Banning cannabis or implementing additional taxes will surely keep the black market gang happy!

I wish we would have held off a year or two, long enough to see how Colorado and Washington fared, and learned from their mistakes.

Is it too late to make changes to Measure 91? How about we run cannabis like the Distilled Spirits Program?

A system of state-run cannabis stores sounds better to me than a for-profit free-market free-for-all that you know Big Money is going to eventually hover up and monopolize. Though, on the other hand, I sure wouldn’t mind getting in on those profits. So I’m conflicted.

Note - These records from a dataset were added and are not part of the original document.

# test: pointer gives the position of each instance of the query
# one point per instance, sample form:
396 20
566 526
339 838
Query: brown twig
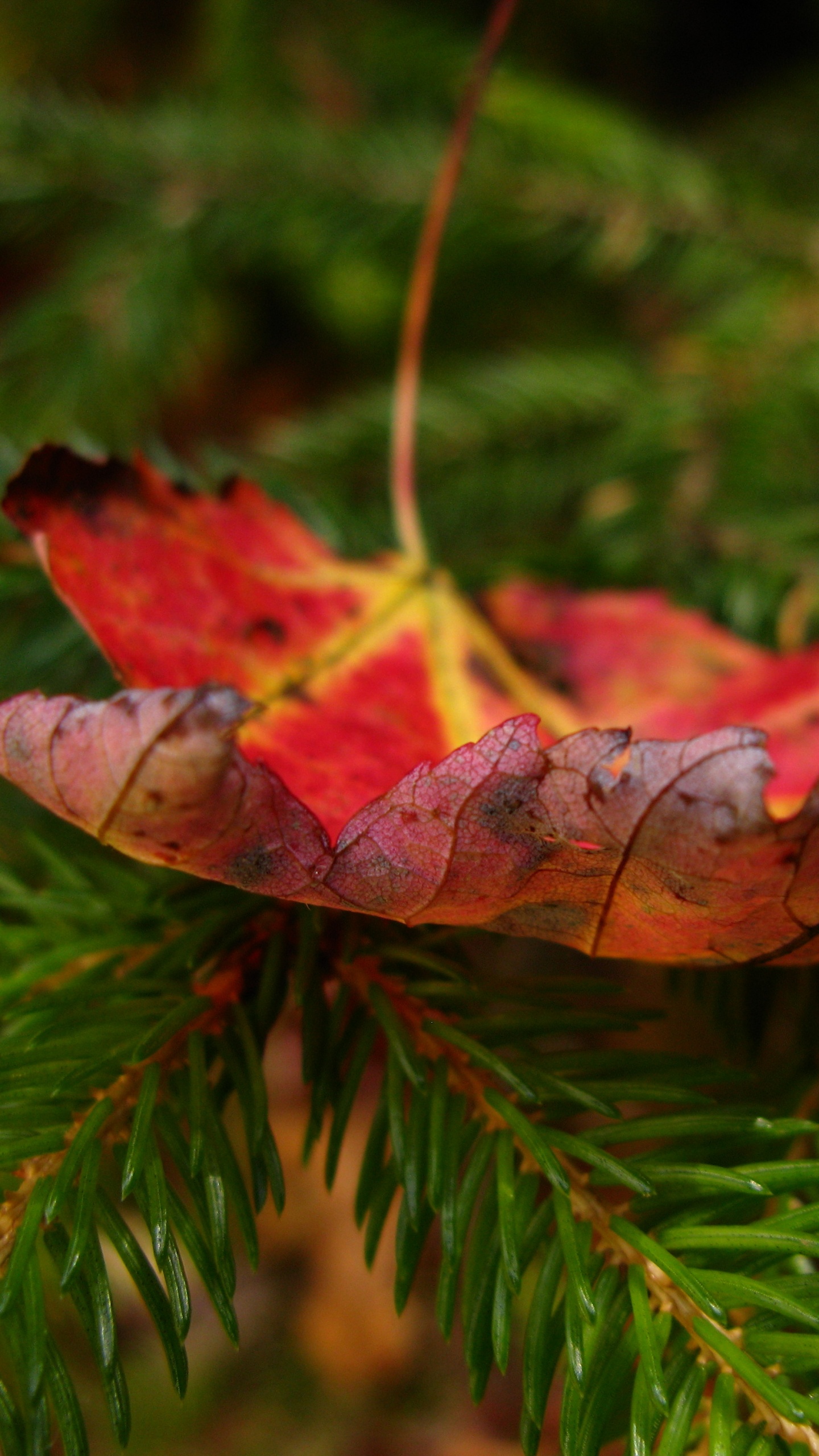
474 1082
419 296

I didn’t even know there was such a thing as medical marijuana till a few months ago, so this is all new to me. Maybe we, as a city, could pool all our money and do an Indian Reservation Casino-type thing with cannabis. A city garden. Research/testing facility. Edibles factory.

With global warming our weather, if not now, ideal will be pretty soon.

The wave is breaking and DEA agents are jumping the mother ship, becoming either private consultants advising the budding entrepreneurs or joining the private equity firms riding the wave in.

“They all have a plan for marijuana,” said Gerry Sullivan, who manages the Barrier Fund (VICEX) –formerly named Vice Fund, a collection of stocks tied to guns, booze, and tobacco companies.

“They” being, Distilled Spirits Council, the Beer Institute, the Wine & Spirit Wholesalers of America and, of course, Tobacco (who’s been keeping an eye on pot since forever).

Milbank Memorial Fund research concluded last year: Policymakers and public health advocates must be aware that the tobacco industry or comparable multinational organizations (e.g., food and beverage industries) are prepared to enter the marijuana market with the intention of increasing its already widespread use.

In order to prevent domination of the market by companies seeking to maximize market size and profits, policymakers should learn from their successes and failures in regulating tobacco.

NORML (National Organization for the Reform of Marijuana Laws ) is schmoozing with the DSCl, the BI, and the WSWA. It hopes to create a lobby, built on the shared interests of alcohol, tobacco and pot.

All three industries want low taxes, the right to advertise freely, and the ability to make convenient sales. The taxes on alcohol and tobacco today aren’t enough to cover the damage they do, public health/safety-wise.

Will cannabis be as bad? I don’t think so as long as you stay off the roads, maybe don’t inhale.

If I could, I’d wish all need for drugs away.